People want to be able to use crypto coins to buy their dream house or go on their next vacation. They also want to be confident enough to use these digital assets as a store of value.
This is where stable coins come in.
A stable coin is a type of cryptocurrency that is pegged to another store of value like gold, fiat currency like EUR and USD or another cryptocurrency that possesses a stable value to make it stable. This is done to combat its volatility.
When the value of a currency is more stable, the currency can be used for normal day-to-day transactions. People could be paid for their work in cryptocurrency and can enjoy stability while carrying out transactions with it.
Based on what they are pegged to, stable coins can be grouped into three major types.

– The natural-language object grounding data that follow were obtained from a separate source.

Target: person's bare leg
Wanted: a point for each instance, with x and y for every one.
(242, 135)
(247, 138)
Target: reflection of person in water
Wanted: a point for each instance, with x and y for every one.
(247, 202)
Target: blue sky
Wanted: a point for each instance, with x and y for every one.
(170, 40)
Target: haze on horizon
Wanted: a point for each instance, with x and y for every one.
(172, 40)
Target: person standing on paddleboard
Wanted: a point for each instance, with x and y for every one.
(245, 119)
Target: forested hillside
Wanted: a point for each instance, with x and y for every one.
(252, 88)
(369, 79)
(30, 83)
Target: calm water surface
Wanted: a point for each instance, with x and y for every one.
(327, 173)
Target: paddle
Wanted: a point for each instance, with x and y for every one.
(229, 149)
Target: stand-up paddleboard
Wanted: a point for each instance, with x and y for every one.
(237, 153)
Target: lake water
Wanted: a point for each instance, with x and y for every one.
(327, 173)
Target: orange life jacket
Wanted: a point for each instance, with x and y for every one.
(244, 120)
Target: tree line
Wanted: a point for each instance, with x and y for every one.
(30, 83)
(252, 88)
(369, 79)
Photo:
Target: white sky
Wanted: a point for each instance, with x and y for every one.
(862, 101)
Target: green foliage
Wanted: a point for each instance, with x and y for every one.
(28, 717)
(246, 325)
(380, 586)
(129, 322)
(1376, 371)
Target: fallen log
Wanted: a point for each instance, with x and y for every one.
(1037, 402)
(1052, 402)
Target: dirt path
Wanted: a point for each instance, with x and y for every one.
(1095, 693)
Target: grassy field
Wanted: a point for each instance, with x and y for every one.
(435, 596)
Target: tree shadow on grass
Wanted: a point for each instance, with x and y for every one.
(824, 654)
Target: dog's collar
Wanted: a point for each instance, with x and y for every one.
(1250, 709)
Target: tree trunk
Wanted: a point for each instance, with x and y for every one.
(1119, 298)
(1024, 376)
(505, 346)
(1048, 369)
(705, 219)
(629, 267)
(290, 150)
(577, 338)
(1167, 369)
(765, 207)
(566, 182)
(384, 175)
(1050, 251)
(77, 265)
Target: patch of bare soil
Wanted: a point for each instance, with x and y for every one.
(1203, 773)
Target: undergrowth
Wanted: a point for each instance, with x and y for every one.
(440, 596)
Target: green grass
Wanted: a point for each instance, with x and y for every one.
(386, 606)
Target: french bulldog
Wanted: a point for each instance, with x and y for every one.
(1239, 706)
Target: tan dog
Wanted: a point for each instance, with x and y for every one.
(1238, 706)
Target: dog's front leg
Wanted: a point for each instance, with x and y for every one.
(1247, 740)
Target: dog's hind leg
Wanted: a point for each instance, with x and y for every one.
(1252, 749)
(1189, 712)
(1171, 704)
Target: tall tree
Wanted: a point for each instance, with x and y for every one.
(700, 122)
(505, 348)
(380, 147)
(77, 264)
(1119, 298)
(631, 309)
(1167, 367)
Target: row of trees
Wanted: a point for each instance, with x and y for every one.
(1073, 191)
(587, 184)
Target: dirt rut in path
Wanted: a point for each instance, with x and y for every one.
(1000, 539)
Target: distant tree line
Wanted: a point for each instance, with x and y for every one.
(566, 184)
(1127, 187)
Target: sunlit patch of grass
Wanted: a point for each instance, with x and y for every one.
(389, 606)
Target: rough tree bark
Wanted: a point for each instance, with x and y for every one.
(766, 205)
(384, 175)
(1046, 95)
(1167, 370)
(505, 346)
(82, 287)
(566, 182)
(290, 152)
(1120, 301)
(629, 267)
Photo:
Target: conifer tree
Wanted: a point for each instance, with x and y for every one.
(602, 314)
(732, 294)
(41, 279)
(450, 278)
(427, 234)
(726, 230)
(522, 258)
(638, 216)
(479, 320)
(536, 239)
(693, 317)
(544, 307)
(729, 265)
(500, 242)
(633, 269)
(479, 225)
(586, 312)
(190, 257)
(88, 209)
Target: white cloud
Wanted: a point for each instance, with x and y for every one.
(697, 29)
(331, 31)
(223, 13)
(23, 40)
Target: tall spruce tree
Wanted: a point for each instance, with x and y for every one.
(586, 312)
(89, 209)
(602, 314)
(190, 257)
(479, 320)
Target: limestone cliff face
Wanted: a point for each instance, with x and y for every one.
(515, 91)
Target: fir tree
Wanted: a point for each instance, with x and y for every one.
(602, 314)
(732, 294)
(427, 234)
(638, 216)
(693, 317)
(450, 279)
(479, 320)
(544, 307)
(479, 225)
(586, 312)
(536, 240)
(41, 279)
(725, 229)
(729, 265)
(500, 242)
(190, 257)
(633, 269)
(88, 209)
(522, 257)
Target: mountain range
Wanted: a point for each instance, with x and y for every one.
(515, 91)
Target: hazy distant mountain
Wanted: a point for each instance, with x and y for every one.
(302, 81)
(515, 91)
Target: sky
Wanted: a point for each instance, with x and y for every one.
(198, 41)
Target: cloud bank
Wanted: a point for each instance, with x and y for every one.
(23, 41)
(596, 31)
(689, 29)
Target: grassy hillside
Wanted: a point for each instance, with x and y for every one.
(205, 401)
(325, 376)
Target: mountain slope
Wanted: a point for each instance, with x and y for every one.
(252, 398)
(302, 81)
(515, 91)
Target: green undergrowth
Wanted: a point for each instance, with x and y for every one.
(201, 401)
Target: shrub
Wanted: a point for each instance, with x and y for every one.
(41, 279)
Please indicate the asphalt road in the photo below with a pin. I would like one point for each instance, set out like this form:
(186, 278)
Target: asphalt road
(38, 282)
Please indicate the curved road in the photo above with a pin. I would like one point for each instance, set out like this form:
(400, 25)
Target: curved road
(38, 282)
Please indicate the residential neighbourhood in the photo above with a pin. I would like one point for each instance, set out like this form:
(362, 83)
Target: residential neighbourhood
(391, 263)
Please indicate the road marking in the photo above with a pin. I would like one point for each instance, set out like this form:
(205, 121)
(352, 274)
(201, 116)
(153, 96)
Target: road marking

These types of cryptocurrencies are backed by fiat currency to combat volatility. Some examples of stable coins that fall under this category are Tether and TrueUSD (TUSD).
These types of stable coins are backed by other cryptocurrencies. Examples of Stablecoins that fall under this category are MarkDAO and Havven.
Through the Seigniorage shares system, these stable coins aim to stabilise their value. The seigniorage system is simply the difference between the value of money and how much it costs to print the money. Cryptocurrency projects that fall under this category are Basis, CarbonUSD, Kowala and Fragments.
In a nutshell, even though stable coins do not fall under the most important cryptocurrencies in the market today, they still play an important role. Asides bridging the gap of stability, they also set the pace for the longterm stability and usability potential of other cryptocurrency types.